By Augie Frost and Jim Killackey
March 7, 2008
A psychiatrist practicing in Oklahoma City and Las Vegas was released from jail Thursday on the condition he return to Las Vegas, where he has been charged with passing more than $300,000 in bogus checks, according to Las Vegas police.
Dr. David Earl Linden, 54, of Edmond, was arrested Feb. 28 at his office at 1608 NW Expressway by Oklahoma County sherriff’s deputies, according to an arrest report. He is facing felony charges in Nevada.
Linden is accused of writing a $150,000 check at the Las Vegas Hilton, a $100,000 check at Caesars Palace and a $50,000 check at the Hard Rock Hotel & Casino.

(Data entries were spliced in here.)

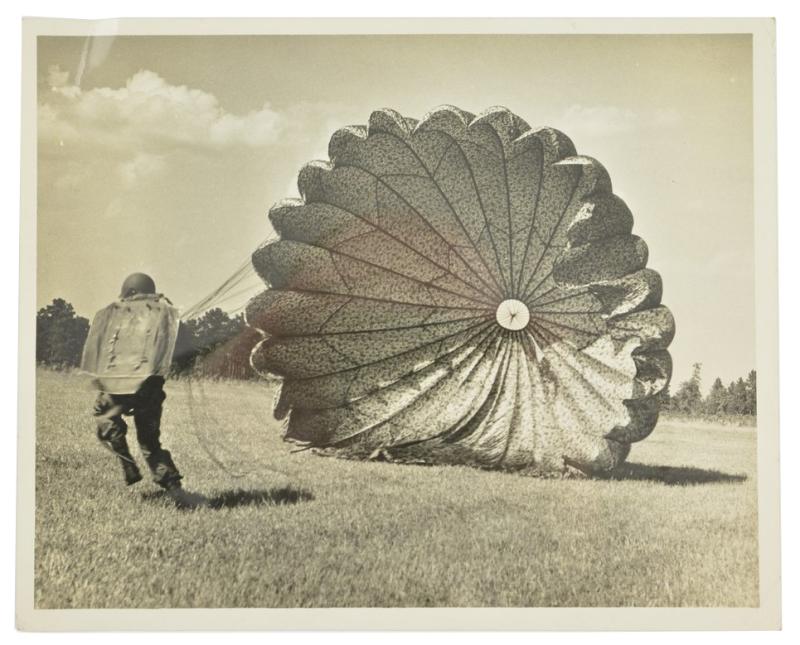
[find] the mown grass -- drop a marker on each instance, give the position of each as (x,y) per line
(676,526)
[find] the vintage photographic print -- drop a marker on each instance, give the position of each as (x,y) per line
(329,315)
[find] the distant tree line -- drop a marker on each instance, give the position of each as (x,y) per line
(738,398)
(214,345)
(218,345)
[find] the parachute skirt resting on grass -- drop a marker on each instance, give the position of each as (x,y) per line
(461,290)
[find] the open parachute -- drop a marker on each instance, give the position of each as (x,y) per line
(461,290)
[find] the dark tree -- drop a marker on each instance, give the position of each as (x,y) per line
(688,399)
(60,334)
(215,345)
(752,393)
(717,398)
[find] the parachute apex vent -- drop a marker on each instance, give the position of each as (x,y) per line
(513,315)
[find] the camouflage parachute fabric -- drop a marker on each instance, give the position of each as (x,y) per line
(461,290)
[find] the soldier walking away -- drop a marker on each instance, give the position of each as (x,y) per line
(129,350)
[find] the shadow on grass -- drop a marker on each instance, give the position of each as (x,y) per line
(231,498)
(672,475)
(271,497)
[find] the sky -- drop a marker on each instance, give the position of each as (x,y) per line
(164,154)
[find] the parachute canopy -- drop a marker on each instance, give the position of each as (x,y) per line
(461,290)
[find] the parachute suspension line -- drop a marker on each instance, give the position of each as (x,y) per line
(204,442)
(229,289)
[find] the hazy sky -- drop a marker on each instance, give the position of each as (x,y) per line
(164,154)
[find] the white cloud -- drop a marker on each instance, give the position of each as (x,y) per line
(609,120)
(132,130)
(150,113)
(143,165)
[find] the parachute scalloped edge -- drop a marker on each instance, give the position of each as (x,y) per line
(385,282)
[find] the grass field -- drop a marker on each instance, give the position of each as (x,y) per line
(676,526)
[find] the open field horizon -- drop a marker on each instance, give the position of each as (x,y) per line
(674,526)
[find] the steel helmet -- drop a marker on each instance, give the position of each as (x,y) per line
(137,283)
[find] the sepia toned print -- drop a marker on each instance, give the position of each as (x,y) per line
(436,321)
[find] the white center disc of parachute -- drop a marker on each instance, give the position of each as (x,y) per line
(513,315)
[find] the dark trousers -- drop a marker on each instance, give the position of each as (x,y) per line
(145,406)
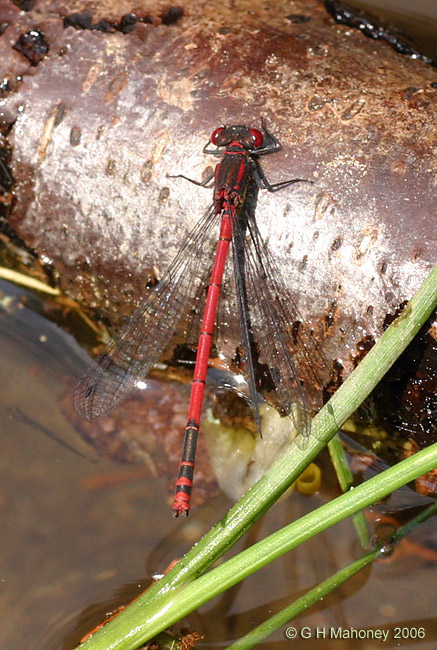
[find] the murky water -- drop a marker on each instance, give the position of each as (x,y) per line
(81,535)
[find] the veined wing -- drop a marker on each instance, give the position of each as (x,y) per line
(138,345)
(286,344)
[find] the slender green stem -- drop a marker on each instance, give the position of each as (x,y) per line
(156,610)
(313,596)
(345,478)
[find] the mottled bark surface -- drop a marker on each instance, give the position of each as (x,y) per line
(100,120)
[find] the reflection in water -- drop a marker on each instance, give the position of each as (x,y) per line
(66,546)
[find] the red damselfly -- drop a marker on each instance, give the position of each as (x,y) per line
(269,322)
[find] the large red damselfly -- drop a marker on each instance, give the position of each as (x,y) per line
(269,322)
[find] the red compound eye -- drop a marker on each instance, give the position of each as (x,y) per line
(216,134)
(257,138)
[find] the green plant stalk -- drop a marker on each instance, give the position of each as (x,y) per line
(313,596)
(345,478)
(303,603)
(145,621)
(123,632)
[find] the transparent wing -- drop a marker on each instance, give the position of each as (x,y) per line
(284,342)
(139,344)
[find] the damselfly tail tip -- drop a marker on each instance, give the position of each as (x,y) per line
(180,511)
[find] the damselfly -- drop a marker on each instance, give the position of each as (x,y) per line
(269,323)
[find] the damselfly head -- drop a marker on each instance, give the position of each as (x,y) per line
(249,138)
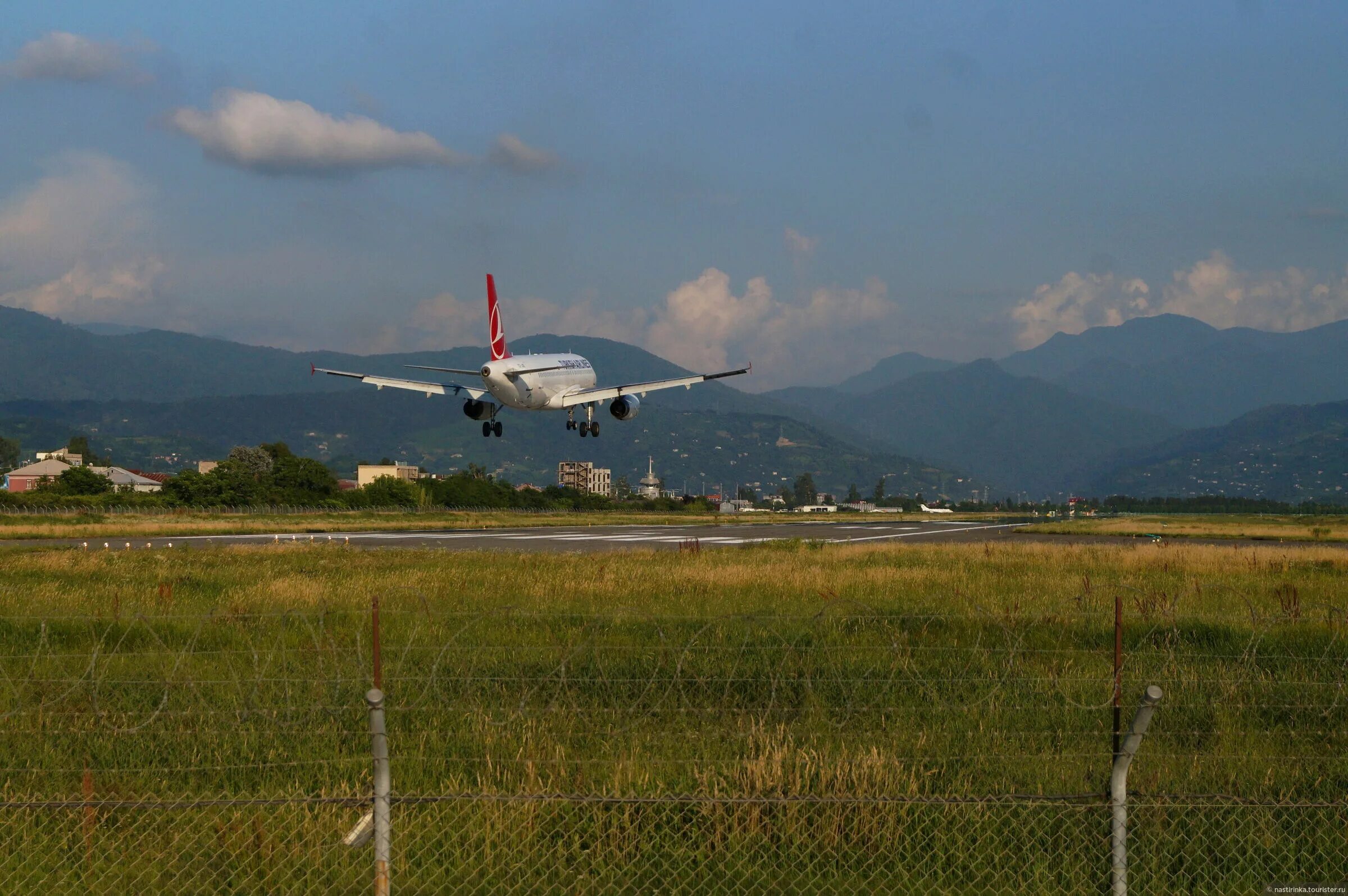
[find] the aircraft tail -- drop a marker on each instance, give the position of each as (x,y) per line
(494,322)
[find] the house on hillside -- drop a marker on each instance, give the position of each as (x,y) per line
(28,477)
(367,474)
(125,480)
(61,454)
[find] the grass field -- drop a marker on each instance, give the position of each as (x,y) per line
(158,525)
(886,689)
(1210,526)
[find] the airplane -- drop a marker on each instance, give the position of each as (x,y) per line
(533,383)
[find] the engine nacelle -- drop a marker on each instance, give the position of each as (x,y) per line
(625,407)
(479,410)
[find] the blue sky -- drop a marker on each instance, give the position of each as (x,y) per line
(809,187)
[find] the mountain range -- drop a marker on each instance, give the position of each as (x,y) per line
(1156,406)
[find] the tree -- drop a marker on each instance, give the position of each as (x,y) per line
(254,460)
(8,453)
(805,491)
(301,480)
(277,451)
(80,445)
(390,491)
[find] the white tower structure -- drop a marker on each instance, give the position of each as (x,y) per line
(650,487)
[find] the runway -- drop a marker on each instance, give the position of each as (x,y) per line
(576,538)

The bogus checks were written between January and May of 2007, according to Las Vegas police.
He had been in the Oklahoma County jail for a week before a judge ordered him released under the condition that he appear in court in Nevada to face his felony charges.
He was being held in lieu of $3 million bail.
About his past troubles
Linden has been on probation for sexual misconduct in his medical practice since November of 2006, according to records obtained from the Oklahoma State Board of Medical Licensure and Supervision.
Investigators with the Oklahoma State Board of Medical Licensure and Supervision found that Linden was having sex with two of his female patients at the same time he was “prescribing dangerous drugs” to them.
Board investigators reviewed physician and pharmacy records during 2005 and 2006 and found that Linden didn’t perform sufficient examinations prior to prescribing controlled dangerous substances that included the pain medication hydrocodone.
For some drugs, he kept no prescribing records in his office.
Linden prescribed medication to one of the women he was having sex with by using the fake name, “Brook Smith.”
In November 2006, he was found guilty of “unprofessional conduct” after “engaging in dishonorable or immoral conduct which is likely to deceive, defraud or harm the public,” according to board records.